Cooperation and 'IDEAS' Renew Collaboration

Bill Sanns, Director, Information Systems
Department of Epidemiology and Biostatistics
University of Texas Health Science Center at San Antonio

The University of Texas Health Science Center at San Antonio (UTHSCSA) has a long-standing and successful partnership with the Audie Murphy South Texas Veterans Health Care System. Not only is the VA partner considered an operational component within the Cancer Therapy and Research Center (CTRC), but the Bartter Research Unit, previously the GCRC, now a component of UTHSCSA's Clinical Translational Science Award (CTSA), is physically located within the VA and has long flourished under an established sharing agreement. UTHSCSA systems are physically wired throughout the VA facilities, and a large number of staff and faculty work within the VA. For over two decades there existed a secure, trusted, and free flowing stream of research data moving between the organizations.

The Department of Epidemiology and Biostatistics (DEB) is in the unique position of serving as the informatics and statistical core to both the CTRC and CTSA. While the department is only eight years old, it has had the opportunity to support and work with VA investigators from a myriad of disciplines.

In 2007 several highly-publicized data breaches caused the VA system to re-evaluate their security policies and procedures. What followed were a series of decisions that crippled the research collaboration at UTHSCSA as well as other academic affiliates across the country. Patient-identifiable computerized data was no longer allowed to leave the VA facility, and any data gathered within the VA or on a VA-sponsored clinical trial fell under the most stringent VA guidelines. This change in policy made it nearly impossible to correlate, analyze, and report data being gathered on open and distributed clinical trials and bio-repositories, essentially shutting down this aspect of our research.

Once the uproar over the new VA polices began to settle later in the year, we were able to more clearly evaluate the situation and begin working on a solution. Core to DEB's support is a locally-developed clinical trial management system known as the Informatics Data Exchange and Acquisition System (IDEAS). IDEAS represents the operational framework managing both DEB's NCI and CTSA core responsibilities. While IDEAS meets and often exceeds HIPAA, local and national compliance standards, it did not meet the new VA requirements.

In order for IDEAS to continue to be used within the VA, it had to be certified as compliant with the Federal Information Security Management Act (FISMA), a time intensive and costly process. This standard was well beyond the existing data facilities capabilities, and while a few institutions and academic medical centers were able to pursue certification, the Health Science Center determined that this option was not within its reach.
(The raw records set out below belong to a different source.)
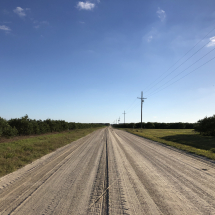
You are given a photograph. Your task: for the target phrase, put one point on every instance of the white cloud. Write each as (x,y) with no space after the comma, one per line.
(5,28)
(212,42)
(149,39)
(161,14)
(20,12)
(39,24)
(85,5)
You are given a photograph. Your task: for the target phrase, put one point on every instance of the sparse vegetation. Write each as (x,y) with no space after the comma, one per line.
(19,151)
(184,139)
(206,126)
(27,126)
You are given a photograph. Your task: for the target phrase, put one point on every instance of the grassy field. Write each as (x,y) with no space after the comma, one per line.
(185,139)
(19,151)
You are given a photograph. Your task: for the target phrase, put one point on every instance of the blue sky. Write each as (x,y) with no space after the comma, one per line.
(88,61)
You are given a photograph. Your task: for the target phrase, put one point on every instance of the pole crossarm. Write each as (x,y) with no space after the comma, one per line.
(124,116)
(142,100)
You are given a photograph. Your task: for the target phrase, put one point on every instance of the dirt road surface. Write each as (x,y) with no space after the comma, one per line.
(111,172)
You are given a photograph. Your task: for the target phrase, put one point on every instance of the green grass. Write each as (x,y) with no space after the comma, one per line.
(184,139)
(18,153)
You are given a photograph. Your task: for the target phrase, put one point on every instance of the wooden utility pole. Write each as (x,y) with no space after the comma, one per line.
(142,100)
(124,116)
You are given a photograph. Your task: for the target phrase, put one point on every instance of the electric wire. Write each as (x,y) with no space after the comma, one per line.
(179,66)
(180,58)
(184,70)
(183,76)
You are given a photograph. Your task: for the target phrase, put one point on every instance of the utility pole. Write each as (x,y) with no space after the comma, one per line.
(142,100)
(124,116)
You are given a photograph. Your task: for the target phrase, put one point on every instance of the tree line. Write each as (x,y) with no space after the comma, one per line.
(26,126)
(157,125)
(204,126)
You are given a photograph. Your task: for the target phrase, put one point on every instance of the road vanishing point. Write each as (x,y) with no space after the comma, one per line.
(111,172)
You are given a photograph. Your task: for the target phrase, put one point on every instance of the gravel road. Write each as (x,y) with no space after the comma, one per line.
(111,172)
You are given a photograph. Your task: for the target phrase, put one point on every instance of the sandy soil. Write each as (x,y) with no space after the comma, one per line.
(111,172)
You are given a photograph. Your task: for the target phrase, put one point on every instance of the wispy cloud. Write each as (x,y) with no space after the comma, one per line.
(85,5)
(5,28)
(161,14)
(212,42)
(20,11)
(149,39)
(39,24)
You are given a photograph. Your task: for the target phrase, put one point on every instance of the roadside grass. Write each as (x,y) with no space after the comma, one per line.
(17,152)
(184,139)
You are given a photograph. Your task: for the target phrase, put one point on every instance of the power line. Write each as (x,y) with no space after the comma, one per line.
(132,104)
(178,66)
(124,116)
(184,70)
(183,76)
(142,100)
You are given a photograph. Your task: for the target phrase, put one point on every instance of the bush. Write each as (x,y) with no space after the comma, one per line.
(6,129)
(206,126)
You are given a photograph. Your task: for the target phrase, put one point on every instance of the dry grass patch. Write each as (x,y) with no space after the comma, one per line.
(17,152)
(184,139)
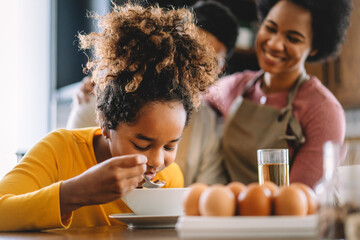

The UTHSCSA research infrastructure, like many other academic medical centers, is primarily a decentralized grant-funded operation. While this model provides a welcome level of independence and autonomy, it does place a number of financial constraints on its operation. With no grant to support the transition to FISMA certification, it was clear that this was neither a fiscal nor sustainable option.

With FISMA no longer an option, and in an effort to get stymied research back on line, DEB began to explore ways to duplicate the IDEAS framework within the VA's FISMA infrastructure. The first choice was to provide the VA with both an application and database server. The VA would host a replicated environment in the data center. While both organizations felt this was the quick and (somewhat) easy answer, it turned out to be against VA policy to host third-party servers in their data center.

Continuing with the replication concept, the VA next offered to buy servers for UTHSCSA's use. DEB would become a "vendor" operating within the VA environment. This worked for DEB, and there was precedent with associated policy in place to support the move. However, complicating this solution was that DEB operates within a UNIX and open source development environment. The University of Texas system has also negotiated Oracle site licensing, so DEB takes full advantage of those cost savings and has implemented Oracle as its database management system. The VA is primarily a Windows-based environment and did not have the skilled staff to support the DEB environment. While another acceptable operational solution, further investigation found that the total cost was not within the local VA operating budget.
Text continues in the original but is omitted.